You've just been pulled over by a Georgia State Patrol's DUI task force officer and you've had a drink earlier in the evening, what do you do? Even though some people will just submit to a breath test because they don't know they can refuse one, there is an increasing number of people who are choosing not to take a breath test if they are pulled over on suspicion of drunk driving. Some criminal law attorneys will even recommend that people who have only had one drink should refuse to take a breath test because the testing equipment will sometimes give inaccurate readings and lead to DUI charges.
Refusing to participate in field sobriety or breath tests, however, is no longer the end of a drunk driving investigation in Georgia. Two law enforcement agencies have started seeking blood warrants when suspects refuse a breath-based blood alcohol concentration test. Now, the Atlanta Police Department is considering similar measures, meaning that many more people could now be stuck choosing between a potentially faulty breath test and an invasive blood draw.

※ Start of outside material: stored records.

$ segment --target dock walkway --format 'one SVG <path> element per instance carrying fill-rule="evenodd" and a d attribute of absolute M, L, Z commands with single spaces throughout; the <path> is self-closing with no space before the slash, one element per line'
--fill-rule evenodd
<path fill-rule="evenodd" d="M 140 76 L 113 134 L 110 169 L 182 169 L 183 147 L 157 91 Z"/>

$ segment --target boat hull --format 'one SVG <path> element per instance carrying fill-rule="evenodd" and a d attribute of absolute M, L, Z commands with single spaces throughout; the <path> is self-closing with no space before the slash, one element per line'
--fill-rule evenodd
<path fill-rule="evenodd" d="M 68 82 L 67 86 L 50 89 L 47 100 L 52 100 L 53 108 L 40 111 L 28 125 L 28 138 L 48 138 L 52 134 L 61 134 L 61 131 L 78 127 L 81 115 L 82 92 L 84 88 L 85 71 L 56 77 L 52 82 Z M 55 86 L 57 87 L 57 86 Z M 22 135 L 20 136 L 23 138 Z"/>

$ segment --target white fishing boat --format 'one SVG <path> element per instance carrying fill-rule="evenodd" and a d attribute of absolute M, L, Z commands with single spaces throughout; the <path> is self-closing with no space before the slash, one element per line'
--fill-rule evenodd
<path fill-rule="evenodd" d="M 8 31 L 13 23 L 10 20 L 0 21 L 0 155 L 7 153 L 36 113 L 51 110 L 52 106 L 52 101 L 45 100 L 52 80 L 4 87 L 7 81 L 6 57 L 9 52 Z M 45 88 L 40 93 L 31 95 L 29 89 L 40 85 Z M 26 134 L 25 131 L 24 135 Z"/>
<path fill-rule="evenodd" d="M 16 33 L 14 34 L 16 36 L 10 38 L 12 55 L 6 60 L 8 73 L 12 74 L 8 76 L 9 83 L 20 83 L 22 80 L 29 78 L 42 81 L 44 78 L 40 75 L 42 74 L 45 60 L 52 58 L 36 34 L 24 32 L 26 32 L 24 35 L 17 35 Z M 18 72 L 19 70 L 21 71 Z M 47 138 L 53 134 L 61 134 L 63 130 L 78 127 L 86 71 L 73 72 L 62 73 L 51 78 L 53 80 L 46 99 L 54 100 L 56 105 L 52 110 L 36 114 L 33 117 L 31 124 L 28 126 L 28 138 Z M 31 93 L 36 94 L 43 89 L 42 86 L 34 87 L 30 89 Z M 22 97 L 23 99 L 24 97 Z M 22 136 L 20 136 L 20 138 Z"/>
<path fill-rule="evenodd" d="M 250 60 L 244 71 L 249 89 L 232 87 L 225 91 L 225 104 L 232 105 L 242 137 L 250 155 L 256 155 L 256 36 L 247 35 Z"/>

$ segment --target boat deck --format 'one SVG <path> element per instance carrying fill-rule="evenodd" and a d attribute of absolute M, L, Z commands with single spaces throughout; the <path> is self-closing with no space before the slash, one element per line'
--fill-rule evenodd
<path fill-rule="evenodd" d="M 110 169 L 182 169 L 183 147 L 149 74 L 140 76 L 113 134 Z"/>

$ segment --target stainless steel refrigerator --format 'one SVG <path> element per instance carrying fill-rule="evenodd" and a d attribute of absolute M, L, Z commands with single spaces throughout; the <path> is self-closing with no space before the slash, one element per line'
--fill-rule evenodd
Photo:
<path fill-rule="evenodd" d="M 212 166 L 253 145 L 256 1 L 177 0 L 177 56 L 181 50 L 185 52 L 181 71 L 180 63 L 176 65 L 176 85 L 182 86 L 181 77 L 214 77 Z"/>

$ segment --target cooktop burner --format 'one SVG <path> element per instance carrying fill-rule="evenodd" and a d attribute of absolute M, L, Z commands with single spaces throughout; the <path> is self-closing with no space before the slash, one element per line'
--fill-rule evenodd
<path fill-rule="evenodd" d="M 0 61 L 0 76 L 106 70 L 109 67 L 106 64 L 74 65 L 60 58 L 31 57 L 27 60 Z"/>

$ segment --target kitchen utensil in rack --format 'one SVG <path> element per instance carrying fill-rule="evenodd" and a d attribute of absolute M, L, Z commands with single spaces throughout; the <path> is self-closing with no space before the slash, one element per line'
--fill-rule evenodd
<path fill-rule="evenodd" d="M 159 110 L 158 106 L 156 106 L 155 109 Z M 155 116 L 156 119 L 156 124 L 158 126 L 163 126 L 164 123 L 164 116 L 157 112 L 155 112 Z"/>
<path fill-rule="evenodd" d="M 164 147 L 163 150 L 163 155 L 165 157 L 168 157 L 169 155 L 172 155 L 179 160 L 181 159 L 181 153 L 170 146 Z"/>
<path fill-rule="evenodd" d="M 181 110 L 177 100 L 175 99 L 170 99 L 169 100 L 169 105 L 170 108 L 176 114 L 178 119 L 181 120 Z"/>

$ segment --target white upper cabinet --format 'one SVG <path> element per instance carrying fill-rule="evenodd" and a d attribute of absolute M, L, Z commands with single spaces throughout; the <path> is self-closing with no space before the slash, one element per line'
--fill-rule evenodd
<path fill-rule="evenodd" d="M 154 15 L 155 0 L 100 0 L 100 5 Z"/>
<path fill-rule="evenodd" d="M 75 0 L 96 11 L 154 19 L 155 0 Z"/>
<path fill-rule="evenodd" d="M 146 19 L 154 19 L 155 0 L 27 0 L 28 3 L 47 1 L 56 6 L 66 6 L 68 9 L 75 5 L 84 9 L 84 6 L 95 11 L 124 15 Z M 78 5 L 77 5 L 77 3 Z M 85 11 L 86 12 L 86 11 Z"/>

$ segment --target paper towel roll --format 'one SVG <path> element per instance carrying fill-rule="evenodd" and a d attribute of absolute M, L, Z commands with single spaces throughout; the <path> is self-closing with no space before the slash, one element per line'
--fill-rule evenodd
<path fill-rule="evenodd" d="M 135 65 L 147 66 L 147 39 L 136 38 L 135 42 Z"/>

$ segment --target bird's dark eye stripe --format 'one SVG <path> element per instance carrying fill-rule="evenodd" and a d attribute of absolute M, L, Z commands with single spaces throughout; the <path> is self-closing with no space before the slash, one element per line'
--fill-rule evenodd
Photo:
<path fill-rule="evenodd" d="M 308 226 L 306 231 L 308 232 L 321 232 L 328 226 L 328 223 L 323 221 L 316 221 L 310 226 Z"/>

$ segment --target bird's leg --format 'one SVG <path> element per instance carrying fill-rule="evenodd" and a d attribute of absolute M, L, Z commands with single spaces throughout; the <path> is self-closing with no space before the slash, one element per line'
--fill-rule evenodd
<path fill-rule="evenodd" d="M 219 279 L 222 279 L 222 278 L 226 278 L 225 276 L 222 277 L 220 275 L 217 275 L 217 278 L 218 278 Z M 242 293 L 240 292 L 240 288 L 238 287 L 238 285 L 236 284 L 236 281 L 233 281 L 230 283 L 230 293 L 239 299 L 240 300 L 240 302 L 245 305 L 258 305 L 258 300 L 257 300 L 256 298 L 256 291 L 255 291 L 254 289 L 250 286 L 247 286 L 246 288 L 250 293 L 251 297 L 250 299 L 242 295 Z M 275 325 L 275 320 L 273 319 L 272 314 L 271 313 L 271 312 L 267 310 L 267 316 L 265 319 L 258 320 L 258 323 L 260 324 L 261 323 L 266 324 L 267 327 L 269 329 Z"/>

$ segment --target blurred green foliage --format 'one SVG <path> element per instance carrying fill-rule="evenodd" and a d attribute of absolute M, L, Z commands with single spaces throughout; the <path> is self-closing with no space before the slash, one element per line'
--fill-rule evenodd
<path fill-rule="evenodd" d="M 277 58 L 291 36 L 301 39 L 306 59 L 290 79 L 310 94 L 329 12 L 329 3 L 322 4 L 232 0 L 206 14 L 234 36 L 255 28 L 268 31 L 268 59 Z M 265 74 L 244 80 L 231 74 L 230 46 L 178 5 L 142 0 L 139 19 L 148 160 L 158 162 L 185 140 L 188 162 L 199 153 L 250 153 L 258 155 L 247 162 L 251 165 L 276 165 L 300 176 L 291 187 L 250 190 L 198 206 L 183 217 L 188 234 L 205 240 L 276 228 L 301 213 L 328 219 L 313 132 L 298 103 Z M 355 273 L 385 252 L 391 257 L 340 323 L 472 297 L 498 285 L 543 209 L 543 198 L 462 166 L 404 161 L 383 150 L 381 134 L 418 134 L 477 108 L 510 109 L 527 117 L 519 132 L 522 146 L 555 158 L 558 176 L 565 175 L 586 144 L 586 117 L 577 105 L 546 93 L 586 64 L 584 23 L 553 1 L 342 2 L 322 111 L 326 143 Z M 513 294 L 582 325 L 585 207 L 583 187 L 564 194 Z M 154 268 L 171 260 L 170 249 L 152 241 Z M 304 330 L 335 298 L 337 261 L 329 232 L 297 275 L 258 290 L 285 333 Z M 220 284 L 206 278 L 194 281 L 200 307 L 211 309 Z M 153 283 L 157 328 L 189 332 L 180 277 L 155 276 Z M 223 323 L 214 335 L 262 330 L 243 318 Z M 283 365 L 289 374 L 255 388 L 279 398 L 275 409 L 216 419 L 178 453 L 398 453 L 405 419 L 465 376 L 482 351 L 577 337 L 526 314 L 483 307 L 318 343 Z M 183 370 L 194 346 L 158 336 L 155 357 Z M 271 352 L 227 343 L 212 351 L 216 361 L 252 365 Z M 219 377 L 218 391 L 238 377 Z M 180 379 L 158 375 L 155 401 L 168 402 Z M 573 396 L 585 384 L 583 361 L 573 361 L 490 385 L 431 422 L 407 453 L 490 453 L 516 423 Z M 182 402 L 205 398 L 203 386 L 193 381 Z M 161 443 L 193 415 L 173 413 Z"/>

According to Georgia law, if you refuse a breath, blood or urine test, you can still be arrested for drunk driving if the arresting officer believes there is other evidence of intoxication. Some of the evidence police often rely on, however, may seem somewhat trivial, including fumbling for your license when the officer asks for it or having bloodshot eyes.
Once you have been arrested, police will often apply for a blood warrant with a state judge. If a judge approves the officer's request, there is little you can do to prevent the police department from withdrawing your blood.